Strong Leadership Needed to Win Local Union Election

April 2, 2007: In 2004, Richard Berg said some activists had doubts about running for office in Chicago Local 743. With over 12,000 members, running for Local 743 office is a big task to take on.

Then, six weeks before nominations, Local 743 members at Silver Capital went out on a wildcat strike. Members of the 743 New Leadership Slate, the reform team, went down to the picket line.

Almost all of the strikers were immigrants from Mexico. “The business agent for the shop, who was also the vice president of the local, came out and told the members that if they didn’t go back to work, he would call immigration on them,” Berg explained.

“The New Leadership Slate had to act,” said Berg. “We put Marcela Garcia, the leader of the strike, on our slate to run against the vice president. Wherever she went, she told the story of how our local leadership tried to deport its own members.”

Richard Berg narrowly won the election.

But the local officials pulled a trick. They stopped the count, with Berg ahead, and ordered a re-run, which they blatantly stole. The U.S. Department of Labor has taken them to court for that, and will likely be supervising an election in Local 743.

You Have to Lead
“The 2004 election taught me that you’ve got to start providing leadership for the members right now, before you ever get elected,” Berg explained. “You’ve got to address the issues that members care about and lead on them.”

There are lots of ways you can lead on the issues. If there are UPS members in your local, you can help build the Make UPS Deliver campaign by passing out bulletins and collecting email sign-up forms. If pensions are a hot topic, you can organize a pension workshop so members can talk about what to do. And there are local issues to work on.
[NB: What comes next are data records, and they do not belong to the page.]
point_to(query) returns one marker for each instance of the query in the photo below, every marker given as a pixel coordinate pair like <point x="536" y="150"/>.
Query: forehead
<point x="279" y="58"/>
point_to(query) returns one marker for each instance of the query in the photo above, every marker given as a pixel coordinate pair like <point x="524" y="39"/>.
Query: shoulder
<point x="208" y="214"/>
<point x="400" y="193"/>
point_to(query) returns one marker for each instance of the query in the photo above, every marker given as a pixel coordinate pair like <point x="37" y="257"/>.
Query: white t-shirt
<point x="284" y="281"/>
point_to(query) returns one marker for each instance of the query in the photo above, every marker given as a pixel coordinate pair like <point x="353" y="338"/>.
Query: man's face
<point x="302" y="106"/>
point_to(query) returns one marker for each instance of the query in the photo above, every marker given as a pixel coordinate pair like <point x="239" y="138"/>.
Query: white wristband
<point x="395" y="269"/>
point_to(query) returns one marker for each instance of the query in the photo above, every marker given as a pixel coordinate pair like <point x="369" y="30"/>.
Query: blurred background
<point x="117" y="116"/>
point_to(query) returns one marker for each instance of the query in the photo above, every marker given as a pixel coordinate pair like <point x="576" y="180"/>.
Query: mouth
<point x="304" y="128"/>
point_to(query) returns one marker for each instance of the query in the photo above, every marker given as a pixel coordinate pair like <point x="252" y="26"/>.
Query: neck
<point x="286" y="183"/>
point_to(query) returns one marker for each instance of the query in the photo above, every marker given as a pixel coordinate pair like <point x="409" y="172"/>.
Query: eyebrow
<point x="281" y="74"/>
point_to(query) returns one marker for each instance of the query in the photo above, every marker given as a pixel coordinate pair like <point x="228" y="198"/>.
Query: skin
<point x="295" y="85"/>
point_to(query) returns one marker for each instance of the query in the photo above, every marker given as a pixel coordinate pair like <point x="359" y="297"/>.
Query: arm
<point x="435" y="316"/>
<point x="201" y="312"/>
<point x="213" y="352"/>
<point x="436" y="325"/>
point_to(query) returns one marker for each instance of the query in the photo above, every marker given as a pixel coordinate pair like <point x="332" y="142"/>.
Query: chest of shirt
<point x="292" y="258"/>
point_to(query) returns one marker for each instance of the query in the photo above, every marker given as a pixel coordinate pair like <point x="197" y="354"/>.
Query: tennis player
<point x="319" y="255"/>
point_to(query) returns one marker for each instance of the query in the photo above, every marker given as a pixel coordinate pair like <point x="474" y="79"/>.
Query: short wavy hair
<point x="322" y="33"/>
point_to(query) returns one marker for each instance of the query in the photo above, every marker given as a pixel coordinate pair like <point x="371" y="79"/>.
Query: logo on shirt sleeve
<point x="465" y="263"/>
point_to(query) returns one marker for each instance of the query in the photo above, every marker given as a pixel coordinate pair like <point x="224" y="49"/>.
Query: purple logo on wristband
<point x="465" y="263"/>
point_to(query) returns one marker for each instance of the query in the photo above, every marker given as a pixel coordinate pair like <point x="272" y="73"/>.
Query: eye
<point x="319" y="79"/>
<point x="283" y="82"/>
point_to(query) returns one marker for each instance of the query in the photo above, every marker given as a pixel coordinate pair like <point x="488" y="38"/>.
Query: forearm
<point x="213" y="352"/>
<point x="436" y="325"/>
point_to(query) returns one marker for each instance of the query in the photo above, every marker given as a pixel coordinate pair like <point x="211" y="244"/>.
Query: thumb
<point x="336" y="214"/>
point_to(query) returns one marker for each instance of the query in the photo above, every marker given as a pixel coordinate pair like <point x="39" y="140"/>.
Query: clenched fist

“You’ve also got to establish your experience as a leader,” added Sandy Pope, president of Local 805. “Go to all the union meetings. Take advantage of labor education programs to educate yourself (and build your resume). Volunteer for a committee and try to get other members involved.”

“Just because people dislike the incumbent doesn’t mean they will vote for you,” Berg advised.

“The members have to see your team as real leaders,” Berg added. “You can do that by passing out information, holding meetings, and getting members involved in these fights.”

Getting an Early Start
The other key to a successful campaign is to get an early start, Pope explained: “You’ve got to start campaigning very early, and you’ve got to keep campaigning all the way to the end.”

To build the support needed to win, successful slates make a plan to reach out to all the members of the local several months before the nominations.

“In Local 743, we go out with flyers and a petition to every worksite where we can get support,” said Richard Berg. “We use the petition to meet people and get phone numbers for our campaign list, and also to gauge our support. When it’s time to get out the vote, we know where we have support and how to tap it.”

“When I first ran for office, I made an extra point to reach out to opinion leaders in every shop—especially the shop stewards,” Pope said. “It’s always hard to tell where you really have support, and many members depend on their stewards when they decide whom to vote for.”

Once the ballots are out, knowing where you have support and where your opponents are strong is critical. After the ballots are out, you should work to build turnout where you have strong support.

Get Advice from TDU
“TDU wrote the book on running for local office,” Berg explained. “If you’re thinking of running this year or in 2008, contact TDU right away.”

If you are going to win, there are a lot of organizational issues and legal problems you have to plan for. TDU can help set up a meeting in your local. TDU leaders can help your team put together an election game plan so that you are prepared for every step of the process.

A Reform Movement
Winning office is not going to solve all of your local’s problems.
Successful reform slates have found that running for local office is only one part of an overall strategy for building a strong union.

“Building a reform movement in your local has to start before you take office,” Pope explained. “You have to build a network of people working together to build a stronger local. Help other members get involved in the local. Get Convoy out. Don’t just be a critic—offer suggestions to make the local better.”